Every wise mother sings or croons to her child and dances him on her knee. She does so by sure instinct, long before the small body can respond or his eyes—always blue at first and unfathomably aged—return her any answer. It lulls him into the long spells of sleep so necessary for his first growth. By and by, when he has found his legs, he begins to skip, and even before he has found articulate speech, to croon for himself. Pass a stage, and you find him importing speech, drama, dance, incantation, into his games with his playmates.
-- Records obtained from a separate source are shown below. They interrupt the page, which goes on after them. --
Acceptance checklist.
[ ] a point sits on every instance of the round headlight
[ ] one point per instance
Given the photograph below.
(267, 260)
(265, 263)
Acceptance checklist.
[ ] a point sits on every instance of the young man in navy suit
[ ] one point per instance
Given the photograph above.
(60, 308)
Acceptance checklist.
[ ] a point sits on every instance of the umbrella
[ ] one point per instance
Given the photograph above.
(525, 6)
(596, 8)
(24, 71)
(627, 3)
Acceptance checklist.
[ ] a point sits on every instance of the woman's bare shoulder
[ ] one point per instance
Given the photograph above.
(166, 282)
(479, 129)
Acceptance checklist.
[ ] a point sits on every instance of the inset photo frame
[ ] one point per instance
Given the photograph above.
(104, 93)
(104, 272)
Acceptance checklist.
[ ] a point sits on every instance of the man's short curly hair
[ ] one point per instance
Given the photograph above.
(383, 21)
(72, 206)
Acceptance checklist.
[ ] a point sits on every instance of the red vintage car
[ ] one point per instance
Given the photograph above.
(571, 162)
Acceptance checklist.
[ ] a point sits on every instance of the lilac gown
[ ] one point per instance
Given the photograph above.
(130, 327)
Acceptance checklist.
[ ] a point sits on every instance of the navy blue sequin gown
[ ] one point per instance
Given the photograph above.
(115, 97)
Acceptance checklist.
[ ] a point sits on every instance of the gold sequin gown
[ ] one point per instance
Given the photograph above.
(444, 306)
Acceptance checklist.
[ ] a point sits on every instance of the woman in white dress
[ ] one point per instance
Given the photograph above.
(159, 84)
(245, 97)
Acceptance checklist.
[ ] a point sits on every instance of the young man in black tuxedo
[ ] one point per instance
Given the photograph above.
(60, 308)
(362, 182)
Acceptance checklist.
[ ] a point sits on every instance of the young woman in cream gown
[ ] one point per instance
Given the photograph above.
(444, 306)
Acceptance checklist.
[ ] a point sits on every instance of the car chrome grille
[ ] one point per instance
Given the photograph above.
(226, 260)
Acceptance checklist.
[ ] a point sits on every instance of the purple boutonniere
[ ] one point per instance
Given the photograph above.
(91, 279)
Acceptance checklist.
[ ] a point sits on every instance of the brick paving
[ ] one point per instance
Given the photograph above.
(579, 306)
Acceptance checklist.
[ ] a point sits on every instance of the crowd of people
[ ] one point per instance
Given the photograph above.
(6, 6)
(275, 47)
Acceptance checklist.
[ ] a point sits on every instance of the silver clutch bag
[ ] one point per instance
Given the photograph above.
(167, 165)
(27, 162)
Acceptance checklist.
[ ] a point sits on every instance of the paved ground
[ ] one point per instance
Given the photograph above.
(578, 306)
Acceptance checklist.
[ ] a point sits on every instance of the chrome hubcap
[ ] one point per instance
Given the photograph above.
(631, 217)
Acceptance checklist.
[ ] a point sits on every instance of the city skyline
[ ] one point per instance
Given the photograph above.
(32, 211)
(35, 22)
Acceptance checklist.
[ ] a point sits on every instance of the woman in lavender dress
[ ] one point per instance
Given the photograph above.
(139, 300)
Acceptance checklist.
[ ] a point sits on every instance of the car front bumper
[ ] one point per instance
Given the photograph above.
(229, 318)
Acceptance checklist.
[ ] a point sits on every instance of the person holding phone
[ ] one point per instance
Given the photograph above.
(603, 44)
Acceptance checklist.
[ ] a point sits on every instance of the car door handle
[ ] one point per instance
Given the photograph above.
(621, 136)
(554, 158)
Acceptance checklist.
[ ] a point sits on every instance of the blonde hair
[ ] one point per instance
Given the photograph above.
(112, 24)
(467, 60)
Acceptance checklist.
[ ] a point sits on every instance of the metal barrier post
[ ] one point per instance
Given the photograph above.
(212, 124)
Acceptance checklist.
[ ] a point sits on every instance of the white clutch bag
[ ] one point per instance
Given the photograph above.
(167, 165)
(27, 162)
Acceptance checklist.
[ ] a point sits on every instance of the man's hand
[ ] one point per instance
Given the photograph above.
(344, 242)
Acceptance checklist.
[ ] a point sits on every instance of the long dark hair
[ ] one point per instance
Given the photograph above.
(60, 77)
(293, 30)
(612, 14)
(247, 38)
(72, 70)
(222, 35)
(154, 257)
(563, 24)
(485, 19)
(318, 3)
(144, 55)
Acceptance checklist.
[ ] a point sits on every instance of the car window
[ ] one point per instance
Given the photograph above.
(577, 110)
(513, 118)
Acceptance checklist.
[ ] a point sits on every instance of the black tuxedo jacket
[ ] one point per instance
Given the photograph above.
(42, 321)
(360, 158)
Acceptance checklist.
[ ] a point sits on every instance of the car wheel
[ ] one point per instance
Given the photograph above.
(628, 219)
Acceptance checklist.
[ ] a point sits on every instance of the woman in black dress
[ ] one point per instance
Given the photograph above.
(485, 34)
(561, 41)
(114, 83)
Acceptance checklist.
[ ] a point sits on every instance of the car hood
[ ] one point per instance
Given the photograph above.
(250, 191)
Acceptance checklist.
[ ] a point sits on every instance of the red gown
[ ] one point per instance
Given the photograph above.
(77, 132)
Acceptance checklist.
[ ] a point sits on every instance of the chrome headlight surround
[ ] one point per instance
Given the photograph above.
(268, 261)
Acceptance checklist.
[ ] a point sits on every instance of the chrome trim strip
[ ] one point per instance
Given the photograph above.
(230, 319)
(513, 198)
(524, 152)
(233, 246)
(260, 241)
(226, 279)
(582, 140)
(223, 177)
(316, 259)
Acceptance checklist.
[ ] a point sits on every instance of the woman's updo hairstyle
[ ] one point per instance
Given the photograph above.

Watch a cluster of children as they enact "Here we go gathering nuts in May"— eloquent line: it is just what they are doing!—or "Here come three Dukes a-riding," or "Fetch a pail of water," or "Sally, Sally Waters":

Sally, Sally Waters,
Sitting in the sand,
Rise, Sally—rise, Sally,
For a young man.

Suitor presented, accepted [I have noted, by the way, that this game is more popular with girls than with boys]; wedding ceremony hastily performed—so hastily, it were more descriptive to say 'taken for granted'—within the circle; the dancers, who join hands and resume the measure, chanting

Now you are married, we wish you joy—
First a girl and then a boy

—the order, I suspect, dictated by exigencies of rhyme rather than of Eugenics, as Dryden confessed that a rhyme had often helped him to a thought. And yet I don't know; for the incantation goes on to redress the balance in a way that looks scientific:

Ten years after, son and daughter,
And now—

[Practically!]

And now, Miss Sally, come out of the water.

The players end by supplying the applause which, in these days of division of labour, is commonly left to the audience.